Major finding: Statins suppress leukemia growth and reverse TKI resistance by disrupting FLT3 glycosylation.
Mechanism: Inhibition of glycosylation results in loss of surface FLT3 expression and impaired signaling.
Impact: Administration of statins may also be useful for the treatment of FLT3-mutant AML.
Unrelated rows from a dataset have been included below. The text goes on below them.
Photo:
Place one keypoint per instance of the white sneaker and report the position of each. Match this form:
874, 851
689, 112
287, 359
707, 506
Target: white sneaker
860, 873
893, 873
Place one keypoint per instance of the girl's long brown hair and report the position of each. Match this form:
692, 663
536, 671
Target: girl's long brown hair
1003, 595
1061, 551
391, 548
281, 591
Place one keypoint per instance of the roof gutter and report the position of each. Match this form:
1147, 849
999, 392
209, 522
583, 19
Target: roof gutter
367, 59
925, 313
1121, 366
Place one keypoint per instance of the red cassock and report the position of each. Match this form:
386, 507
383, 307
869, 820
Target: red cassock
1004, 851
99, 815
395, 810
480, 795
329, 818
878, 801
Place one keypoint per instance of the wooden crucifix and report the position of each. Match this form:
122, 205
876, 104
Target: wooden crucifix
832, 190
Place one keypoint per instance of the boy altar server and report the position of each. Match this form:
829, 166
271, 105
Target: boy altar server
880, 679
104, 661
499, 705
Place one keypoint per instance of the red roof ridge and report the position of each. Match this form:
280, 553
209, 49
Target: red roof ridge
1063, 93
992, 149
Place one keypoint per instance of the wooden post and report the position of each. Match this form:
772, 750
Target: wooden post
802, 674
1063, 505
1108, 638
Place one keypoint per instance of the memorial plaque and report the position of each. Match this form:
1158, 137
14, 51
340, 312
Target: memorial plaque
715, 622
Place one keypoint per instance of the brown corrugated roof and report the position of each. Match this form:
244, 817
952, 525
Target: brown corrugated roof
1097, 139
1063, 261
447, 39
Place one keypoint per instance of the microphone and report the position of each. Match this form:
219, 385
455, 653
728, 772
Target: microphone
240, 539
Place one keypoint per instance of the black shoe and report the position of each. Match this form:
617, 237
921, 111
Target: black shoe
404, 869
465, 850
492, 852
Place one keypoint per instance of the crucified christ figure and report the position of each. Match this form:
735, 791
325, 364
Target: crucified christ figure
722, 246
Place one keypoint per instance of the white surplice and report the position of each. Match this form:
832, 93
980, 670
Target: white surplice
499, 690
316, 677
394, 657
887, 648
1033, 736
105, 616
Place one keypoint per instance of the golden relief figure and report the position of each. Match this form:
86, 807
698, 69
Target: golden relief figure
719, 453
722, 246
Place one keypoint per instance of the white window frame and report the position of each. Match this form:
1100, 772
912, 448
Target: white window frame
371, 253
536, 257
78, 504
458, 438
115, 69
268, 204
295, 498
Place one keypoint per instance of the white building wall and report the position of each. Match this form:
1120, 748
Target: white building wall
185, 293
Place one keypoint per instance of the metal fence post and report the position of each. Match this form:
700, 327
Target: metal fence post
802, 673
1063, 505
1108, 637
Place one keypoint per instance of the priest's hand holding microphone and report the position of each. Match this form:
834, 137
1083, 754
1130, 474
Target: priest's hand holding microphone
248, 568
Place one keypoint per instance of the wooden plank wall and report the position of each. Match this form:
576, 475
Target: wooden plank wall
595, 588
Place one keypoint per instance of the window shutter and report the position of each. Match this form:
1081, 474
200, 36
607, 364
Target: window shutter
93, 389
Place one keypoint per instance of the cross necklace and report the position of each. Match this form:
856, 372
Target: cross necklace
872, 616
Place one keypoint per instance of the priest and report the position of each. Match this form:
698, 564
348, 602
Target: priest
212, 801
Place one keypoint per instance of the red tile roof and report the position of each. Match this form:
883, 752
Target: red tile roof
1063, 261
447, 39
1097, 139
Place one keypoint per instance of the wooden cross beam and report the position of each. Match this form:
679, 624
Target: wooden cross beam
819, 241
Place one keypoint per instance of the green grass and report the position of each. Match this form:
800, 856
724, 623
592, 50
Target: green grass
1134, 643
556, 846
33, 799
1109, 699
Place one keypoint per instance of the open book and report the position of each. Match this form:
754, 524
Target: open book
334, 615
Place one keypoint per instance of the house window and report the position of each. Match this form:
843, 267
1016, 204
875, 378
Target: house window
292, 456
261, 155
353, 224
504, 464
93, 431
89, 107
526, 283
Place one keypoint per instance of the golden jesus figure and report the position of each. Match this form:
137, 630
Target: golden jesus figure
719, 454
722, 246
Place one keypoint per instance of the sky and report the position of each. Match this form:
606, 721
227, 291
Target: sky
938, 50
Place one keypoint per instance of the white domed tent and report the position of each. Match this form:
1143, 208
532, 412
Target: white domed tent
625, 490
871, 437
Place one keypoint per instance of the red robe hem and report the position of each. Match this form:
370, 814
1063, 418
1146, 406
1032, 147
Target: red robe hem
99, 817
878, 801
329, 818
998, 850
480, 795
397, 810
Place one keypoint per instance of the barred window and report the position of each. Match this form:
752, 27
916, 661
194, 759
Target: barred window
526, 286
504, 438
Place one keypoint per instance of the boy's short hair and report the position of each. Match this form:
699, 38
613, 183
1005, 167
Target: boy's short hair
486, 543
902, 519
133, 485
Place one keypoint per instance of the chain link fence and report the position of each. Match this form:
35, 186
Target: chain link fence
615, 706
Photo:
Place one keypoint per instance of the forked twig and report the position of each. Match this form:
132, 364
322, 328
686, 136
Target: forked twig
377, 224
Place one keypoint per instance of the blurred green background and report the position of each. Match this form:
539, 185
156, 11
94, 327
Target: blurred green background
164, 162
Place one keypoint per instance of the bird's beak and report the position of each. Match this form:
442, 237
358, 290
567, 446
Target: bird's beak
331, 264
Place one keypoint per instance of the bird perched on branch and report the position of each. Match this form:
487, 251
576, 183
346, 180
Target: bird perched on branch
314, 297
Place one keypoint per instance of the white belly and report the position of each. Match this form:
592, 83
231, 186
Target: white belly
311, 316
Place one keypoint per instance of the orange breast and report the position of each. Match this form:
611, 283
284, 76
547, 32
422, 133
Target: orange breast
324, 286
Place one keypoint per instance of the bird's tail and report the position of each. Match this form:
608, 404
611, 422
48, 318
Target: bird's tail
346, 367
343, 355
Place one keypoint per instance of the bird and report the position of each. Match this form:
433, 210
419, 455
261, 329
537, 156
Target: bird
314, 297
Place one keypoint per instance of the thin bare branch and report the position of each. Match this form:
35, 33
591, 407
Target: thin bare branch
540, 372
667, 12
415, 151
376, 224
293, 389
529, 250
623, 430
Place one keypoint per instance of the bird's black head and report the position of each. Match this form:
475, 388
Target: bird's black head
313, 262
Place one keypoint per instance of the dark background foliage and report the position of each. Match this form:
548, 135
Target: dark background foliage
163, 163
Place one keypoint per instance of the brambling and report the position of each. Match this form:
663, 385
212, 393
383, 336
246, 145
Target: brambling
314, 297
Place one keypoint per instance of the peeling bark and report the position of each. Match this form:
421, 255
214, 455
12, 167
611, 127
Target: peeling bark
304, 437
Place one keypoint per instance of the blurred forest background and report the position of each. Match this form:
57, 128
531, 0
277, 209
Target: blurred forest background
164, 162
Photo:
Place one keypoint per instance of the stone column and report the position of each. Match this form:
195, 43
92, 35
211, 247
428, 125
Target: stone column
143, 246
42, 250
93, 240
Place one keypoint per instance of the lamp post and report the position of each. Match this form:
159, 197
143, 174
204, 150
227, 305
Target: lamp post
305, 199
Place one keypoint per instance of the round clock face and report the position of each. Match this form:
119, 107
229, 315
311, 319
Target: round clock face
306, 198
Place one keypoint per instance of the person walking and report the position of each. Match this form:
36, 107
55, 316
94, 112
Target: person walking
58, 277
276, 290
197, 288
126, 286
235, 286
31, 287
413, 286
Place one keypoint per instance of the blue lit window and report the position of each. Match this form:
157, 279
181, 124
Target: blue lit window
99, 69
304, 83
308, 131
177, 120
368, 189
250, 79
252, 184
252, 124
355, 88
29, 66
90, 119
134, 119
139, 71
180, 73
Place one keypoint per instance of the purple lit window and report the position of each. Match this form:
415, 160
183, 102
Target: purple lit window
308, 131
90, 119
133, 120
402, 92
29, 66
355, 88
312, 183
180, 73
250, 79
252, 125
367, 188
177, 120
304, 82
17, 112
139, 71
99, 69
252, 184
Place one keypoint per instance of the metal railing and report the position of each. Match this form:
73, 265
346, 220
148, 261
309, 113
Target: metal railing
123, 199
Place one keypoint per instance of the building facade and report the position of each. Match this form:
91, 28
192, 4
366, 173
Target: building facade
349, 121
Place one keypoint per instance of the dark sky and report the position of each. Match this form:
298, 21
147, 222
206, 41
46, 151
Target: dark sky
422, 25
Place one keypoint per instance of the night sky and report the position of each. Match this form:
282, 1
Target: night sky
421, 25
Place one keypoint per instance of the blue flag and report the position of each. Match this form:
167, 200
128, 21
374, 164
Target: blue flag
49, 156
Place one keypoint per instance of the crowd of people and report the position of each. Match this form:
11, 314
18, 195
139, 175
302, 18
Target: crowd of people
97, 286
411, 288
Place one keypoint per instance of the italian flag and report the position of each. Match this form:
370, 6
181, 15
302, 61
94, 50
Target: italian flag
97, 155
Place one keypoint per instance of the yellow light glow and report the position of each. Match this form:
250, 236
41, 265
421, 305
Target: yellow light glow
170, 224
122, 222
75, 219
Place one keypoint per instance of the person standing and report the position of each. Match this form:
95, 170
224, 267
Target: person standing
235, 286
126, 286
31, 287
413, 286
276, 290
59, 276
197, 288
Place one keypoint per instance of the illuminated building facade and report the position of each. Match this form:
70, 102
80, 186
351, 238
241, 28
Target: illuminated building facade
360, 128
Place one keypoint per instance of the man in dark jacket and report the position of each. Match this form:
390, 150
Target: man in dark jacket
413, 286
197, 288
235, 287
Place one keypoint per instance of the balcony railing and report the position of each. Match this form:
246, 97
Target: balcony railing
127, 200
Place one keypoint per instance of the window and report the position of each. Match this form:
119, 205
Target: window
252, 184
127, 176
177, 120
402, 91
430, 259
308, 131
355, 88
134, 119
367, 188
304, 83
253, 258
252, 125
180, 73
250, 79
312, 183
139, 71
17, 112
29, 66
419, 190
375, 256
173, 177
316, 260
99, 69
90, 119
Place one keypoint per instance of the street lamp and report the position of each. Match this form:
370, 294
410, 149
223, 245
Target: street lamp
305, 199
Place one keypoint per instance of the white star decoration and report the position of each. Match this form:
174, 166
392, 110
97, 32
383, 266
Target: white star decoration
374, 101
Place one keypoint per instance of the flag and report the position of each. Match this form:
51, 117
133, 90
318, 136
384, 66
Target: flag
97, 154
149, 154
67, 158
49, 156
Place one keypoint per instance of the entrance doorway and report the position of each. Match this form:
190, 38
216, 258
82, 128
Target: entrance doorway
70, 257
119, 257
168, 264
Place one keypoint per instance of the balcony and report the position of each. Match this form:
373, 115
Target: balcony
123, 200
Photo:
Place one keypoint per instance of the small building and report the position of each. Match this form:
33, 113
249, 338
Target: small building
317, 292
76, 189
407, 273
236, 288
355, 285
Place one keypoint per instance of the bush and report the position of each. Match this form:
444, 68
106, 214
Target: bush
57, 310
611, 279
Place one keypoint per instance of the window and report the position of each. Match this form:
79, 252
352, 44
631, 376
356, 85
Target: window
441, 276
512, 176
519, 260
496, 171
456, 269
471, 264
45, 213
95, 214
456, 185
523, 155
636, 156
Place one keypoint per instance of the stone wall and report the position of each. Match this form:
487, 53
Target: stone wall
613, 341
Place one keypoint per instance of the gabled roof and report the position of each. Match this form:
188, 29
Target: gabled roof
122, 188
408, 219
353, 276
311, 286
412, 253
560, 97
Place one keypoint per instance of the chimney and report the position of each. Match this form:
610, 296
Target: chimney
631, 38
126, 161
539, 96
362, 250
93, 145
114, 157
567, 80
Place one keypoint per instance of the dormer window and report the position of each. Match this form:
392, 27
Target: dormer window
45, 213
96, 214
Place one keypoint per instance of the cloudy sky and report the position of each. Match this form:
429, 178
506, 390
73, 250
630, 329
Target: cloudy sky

Activating mutations in FMS-related tyrosine kinase 3 (FLT3) frequently occur in acute myeloid leukemia (AML) and can be targeted by tyrosine kinase inhibitors (TKI), but resistance mechanisms limit the efficacy of these drugs. FLT3 and other receptors undergo N-linked protein glycosylation that is required for maturation and translocation to the cell surface, suggesting that inhibition of this modification may disrupt receptor kinase activity. Williams and colleagues tested this hypothesis using statins, which target 3-hydroxy-3-methylglutaryl coenzyme A reductase (HMG CoA reductase) to lower cholesterol production; these drugs also block the generation of dolichol, a mediator of oligosaccharide transfer during glycosylation. Treatment of FLT3-dependent leukemia cells with fluvastatin prevented the formation of mature glycosylated FLT3 protein and its subsequent autophosphorylation. This suppression of glycosylation resulted in depletion of cell-surface FLT3 and intracellular accumulation of immature receptors unable to respond to ligand stimulation. Consistent with this, fluvastatin attenuated downstream signaling through the MAPK and AKT pathways, resulting in decreased cell proliferation and induction of apoptosis in leukemia cell lines and primary human AML blast samples. Analogous effects were also observed in cells expressing alternative kinase-activating mutations in FLT3 or other transmembrane receptor kinases known to be glycosylated, such as c-KIT, indicating that statins may broadly affect protein glycosylation. In addition, fluvastatin significantly reduced leukemia cell engraftment and prolonged survival of mice with FLT3-mutant leukemia. Furthermore, fluvastatin-mediated inhibition of glycosylation was sufficient to overcome several mechanisms of FLT3-TKI resistance, including increased TKI IC50 due to elevated FLT3 ligand levels, acquisition of secondary mutations in FLT3, and compensatory stimulation of the interleukin-3 pathway. These findings suggest that statins, which are clinically approved and well tolerated in patients, may synergize with FLT3-TKIs to provide therapeutic benefit to patients with AML.